What makes this feel dangerous is the escalation sequence.. Misryoum has watched other states move aggressively—first Texas in 2025, then North Carolina and Missouri following—and then the “gut punch” arrives: California.. And once a major state turns away from citizens-led redistricting, the move does not stay contained.. It travels as a template.. Each jurisdiction can tell itself it is simply responding to the last provocation, which keeps the cycle alive and expands the set of places where politicians assume they must redraw the map to compete.

This is where Misryoum’s editorial focus lands: both parties, regardless of their stated motives, are beginning to share the same underlying logic.. Each side can argue the other started it.. Each side can be technically correct in the narrowest sense.. Yet the larger civic cost is the same—voters get pushed out of the process meant to represent them.. When citizens become spectators to a system designed around entrenchment, cynicism grows, and cynicism is corrosive.. It does not just reduce trust; it discourages participation, including the very volunteer work required to run citizen commissions.

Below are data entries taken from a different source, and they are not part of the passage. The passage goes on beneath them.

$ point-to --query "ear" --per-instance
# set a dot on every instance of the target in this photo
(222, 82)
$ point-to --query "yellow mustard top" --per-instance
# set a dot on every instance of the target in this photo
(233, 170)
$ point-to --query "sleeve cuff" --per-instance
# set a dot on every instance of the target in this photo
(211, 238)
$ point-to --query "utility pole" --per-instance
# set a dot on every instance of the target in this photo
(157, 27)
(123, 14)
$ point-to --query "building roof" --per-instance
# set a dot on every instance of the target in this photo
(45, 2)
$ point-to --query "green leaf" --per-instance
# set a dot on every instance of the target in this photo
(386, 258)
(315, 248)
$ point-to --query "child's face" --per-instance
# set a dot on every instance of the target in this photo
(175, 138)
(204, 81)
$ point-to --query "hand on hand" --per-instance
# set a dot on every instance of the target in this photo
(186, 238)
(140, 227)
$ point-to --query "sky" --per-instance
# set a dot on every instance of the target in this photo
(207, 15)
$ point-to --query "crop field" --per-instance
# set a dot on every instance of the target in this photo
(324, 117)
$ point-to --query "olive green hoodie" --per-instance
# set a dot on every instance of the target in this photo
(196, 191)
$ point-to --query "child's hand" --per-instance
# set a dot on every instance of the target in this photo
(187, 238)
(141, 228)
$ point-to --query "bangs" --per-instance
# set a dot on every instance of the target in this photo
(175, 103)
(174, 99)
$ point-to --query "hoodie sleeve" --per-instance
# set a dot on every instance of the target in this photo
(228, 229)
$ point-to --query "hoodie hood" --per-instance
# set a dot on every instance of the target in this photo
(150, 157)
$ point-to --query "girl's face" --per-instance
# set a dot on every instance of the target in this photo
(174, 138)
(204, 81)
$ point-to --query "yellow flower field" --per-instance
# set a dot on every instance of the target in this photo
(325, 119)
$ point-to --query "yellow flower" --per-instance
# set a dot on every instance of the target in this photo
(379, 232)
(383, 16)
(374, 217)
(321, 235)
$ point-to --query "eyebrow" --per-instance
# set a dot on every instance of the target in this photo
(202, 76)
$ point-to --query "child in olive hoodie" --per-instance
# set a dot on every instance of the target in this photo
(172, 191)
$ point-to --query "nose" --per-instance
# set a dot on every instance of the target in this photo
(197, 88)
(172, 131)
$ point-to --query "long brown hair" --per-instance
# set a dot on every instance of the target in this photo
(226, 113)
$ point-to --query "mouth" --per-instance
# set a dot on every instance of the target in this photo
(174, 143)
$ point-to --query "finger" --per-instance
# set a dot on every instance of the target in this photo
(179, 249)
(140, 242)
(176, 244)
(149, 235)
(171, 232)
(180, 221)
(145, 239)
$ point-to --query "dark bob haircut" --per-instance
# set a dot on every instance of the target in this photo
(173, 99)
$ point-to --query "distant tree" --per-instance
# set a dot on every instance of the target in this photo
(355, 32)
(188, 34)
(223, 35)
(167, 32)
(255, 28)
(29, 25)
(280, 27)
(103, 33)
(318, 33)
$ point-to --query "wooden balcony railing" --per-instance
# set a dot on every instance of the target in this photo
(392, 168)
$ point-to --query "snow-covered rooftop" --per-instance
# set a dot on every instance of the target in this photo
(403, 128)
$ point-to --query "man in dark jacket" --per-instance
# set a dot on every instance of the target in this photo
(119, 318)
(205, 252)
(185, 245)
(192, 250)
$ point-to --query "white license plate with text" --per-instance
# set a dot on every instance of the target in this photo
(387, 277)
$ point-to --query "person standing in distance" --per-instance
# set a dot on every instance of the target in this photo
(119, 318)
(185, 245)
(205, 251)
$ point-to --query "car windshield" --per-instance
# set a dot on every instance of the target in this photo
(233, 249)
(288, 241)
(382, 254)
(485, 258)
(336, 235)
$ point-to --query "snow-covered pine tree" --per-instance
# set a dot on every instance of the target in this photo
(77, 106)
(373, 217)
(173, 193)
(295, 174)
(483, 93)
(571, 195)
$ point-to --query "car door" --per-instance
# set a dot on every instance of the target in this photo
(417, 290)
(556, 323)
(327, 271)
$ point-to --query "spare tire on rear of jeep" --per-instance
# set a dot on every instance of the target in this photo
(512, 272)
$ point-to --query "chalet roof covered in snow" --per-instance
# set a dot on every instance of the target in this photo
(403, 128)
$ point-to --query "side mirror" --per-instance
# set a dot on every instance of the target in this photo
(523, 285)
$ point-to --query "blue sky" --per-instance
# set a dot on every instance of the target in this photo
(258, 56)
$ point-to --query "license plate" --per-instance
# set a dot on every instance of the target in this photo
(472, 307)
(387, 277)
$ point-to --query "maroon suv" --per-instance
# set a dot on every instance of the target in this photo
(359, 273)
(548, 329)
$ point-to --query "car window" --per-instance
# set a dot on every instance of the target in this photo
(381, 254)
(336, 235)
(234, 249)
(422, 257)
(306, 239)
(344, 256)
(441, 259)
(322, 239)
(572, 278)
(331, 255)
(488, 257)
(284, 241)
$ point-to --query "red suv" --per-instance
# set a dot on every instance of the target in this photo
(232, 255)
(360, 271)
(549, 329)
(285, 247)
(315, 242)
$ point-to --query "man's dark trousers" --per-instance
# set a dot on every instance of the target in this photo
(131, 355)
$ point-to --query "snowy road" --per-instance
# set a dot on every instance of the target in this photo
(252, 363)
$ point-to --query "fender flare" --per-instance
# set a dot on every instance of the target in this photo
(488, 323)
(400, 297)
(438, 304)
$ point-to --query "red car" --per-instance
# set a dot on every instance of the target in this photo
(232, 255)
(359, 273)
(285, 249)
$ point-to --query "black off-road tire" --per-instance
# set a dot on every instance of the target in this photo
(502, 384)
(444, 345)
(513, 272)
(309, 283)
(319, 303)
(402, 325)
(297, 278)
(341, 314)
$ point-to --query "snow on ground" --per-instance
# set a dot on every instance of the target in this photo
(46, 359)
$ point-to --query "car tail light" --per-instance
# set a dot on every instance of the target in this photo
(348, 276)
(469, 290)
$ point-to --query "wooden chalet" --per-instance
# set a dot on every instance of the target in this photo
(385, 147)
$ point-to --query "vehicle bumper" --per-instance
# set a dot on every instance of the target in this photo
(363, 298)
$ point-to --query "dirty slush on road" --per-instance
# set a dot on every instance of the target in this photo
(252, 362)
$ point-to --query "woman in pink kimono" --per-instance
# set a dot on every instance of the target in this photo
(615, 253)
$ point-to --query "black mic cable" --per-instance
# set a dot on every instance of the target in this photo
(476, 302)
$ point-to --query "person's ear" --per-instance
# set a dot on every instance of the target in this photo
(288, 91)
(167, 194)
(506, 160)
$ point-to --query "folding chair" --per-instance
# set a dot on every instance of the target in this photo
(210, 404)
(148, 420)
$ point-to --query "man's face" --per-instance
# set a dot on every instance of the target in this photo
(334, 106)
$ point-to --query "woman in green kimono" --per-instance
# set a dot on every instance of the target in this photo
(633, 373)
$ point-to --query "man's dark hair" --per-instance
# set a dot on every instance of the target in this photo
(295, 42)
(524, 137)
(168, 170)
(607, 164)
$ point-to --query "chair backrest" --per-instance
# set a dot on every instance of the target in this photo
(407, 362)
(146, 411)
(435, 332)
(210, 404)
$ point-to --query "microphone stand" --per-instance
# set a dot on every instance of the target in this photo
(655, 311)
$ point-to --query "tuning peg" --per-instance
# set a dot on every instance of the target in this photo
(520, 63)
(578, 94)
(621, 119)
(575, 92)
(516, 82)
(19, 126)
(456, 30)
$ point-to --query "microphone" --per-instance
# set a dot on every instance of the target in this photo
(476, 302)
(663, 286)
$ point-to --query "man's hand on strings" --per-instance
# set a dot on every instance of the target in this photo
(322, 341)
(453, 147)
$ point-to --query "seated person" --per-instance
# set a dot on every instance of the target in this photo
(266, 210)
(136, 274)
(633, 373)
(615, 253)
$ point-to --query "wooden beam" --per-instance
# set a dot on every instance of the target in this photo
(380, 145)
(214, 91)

Misryoum also connects the dots beyond elections.. Higher education, civic education, and public service culture all influence how prepared citizens are to take part in democratic processes that don’t come with instant rewards.. If citizens are asked to do the hard, unglamorous work—attending local meetings, serving on juries, volunteering for redistricting commissions—then they need reasons to believe that participation matters.. But when both parties prioritize winning over process integrity, they implicitly teach the opposite lesson.

The most practical question now is what can stop the arms race.. Misryoum proposes a “ceasefire” framework: a federal approach that supports citizens redistricting commissions that are genuinely independent and insulated from legislative override wherever feasible.. The goal would not be to eliminate politics overnight, but to remove the incentive to treat the map-drawing process as a weapon that can be countered only with sharper weapons.

That would require a bipartisan coalition and, more importantly, the return of reform-minded wings that have gone quiet.. Misryoum’s view is that the path forward is less about grand speeches and more about institutional design: creating rules that reduce opportunities for retaliation and reduce the payoff of escalation.. Without that kind of structural reset, the cycle is likely to keep spreading—state by state, referendum by referendum—until “citizens” becomes a label rather than a governing role.

The message Misryoum takes from Virginia and California is straightforward: ceasefires don’t happen because everyone suddenly becomes less political.. They happen when incentives change.. If lawmakers want representative government to feel real rather than performative, then the next map should not be drawn mainly by those seeking power.. It should be drawn with citizens—and protected like a core democratic feature, not paused like a temporary convenience.